Bei der Wärme tragen viele Flip-Flops. Setzen sie sich mit ihnen hinter das Steuer, kann es gefährlich werden. Um strafrechtliche Konsequenzen zu vermeiden, sollten sie zumindest für die Autofahrt richtiges Schuhwerk parat haben.



Schuhwechsel
Zum Autofahren wechselt man besser auf festes Schuhwerk und verzichtet auf die Flip-Flops.   Foto: Jens Kalaene/dpa-tmn

Auch bei Sommerwetter gilt: Hinter dem Steuer tragen Autofahrer besser immer feste Schuhe. Das rät die Geld und Verbraucher Interessenvereinigung (GVI).

Denn etwa Flip-Flops oder Badelatschen könnten von den Pedalen rutschen, sich verkanten oder nicht genügend Halt bei stärkerem Bremsen bieten. Solche Schuhe sind zwar nicht verboten. Aber passiert dadurch ein Unfall, könnten strafrechtliche Konsequenzen folgen. Dann etwa, wenn durch das falsche Schuhwerk die Sorgfaltspflicht verletzt wurde.
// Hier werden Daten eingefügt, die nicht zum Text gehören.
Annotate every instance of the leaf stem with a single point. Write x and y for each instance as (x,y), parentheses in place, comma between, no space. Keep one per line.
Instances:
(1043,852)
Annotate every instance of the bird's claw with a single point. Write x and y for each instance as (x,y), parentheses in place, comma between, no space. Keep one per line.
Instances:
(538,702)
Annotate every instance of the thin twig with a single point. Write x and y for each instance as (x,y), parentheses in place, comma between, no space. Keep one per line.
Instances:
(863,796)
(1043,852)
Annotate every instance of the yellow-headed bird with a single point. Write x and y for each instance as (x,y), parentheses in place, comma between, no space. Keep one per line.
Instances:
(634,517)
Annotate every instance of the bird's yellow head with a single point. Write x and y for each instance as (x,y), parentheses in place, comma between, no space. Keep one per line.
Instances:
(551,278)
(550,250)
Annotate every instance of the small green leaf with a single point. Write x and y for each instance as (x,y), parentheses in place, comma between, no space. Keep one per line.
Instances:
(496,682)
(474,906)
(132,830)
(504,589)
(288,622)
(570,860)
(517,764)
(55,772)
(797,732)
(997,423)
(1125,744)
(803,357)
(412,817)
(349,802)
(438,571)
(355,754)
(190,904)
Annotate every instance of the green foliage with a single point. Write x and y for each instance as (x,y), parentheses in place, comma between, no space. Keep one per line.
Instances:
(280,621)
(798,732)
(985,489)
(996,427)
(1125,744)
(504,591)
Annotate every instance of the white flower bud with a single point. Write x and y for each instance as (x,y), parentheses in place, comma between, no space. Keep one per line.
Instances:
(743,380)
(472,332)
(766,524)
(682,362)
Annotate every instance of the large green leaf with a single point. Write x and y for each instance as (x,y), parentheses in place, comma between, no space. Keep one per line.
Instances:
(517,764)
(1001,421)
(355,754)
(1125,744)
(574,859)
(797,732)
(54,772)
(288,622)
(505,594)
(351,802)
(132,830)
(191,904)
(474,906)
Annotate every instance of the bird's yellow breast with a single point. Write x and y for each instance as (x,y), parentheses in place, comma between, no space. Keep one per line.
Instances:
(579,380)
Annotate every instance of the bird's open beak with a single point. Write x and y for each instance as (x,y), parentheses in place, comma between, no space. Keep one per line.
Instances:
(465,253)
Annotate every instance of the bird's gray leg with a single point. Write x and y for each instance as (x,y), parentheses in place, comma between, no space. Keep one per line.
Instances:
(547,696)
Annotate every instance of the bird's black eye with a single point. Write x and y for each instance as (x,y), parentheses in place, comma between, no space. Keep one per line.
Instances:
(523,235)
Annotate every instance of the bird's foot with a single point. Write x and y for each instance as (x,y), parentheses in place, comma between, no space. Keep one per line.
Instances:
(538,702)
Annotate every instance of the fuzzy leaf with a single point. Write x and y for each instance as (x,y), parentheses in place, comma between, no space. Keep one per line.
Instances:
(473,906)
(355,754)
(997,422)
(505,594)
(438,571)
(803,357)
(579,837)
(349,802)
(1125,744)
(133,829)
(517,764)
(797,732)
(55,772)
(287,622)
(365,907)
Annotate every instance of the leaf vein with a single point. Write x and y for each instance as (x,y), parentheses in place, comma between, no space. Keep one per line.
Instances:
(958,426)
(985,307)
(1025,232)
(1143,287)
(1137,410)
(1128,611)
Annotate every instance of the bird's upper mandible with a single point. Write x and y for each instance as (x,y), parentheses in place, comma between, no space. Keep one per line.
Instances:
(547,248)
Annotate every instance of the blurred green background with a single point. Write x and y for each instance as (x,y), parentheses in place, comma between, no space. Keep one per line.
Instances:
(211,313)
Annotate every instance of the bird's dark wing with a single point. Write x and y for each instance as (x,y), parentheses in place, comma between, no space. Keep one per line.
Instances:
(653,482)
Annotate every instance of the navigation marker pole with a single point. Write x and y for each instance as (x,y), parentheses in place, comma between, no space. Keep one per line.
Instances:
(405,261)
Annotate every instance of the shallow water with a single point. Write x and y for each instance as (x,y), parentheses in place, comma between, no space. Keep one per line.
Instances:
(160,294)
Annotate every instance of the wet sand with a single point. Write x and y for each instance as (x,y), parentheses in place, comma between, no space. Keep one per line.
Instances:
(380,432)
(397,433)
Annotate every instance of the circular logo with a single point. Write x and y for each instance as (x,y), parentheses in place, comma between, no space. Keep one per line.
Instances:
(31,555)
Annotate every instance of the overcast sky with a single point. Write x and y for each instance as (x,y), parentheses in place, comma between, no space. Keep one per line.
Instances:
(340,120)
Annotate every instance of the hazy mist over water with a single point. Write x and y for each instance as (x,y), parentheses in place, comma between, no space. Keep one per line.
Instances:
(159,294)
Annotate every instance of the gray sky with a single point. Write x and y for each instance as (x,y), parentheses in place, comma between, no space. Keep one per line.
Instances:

Auch bei der Versicherung kann es Probleme geben. Zwar zahlt die Kfz-Haftpflichtversicherung verursachte Schäden des Opfers völlig unabhängig vom Schuhwerk des Autofahrers. Doch eine eventuell vorhandene Vollkasko könnte ihre Leistungen für Eigenschäden im Einzelfall bei grober Fahrlässigkeit kürzen.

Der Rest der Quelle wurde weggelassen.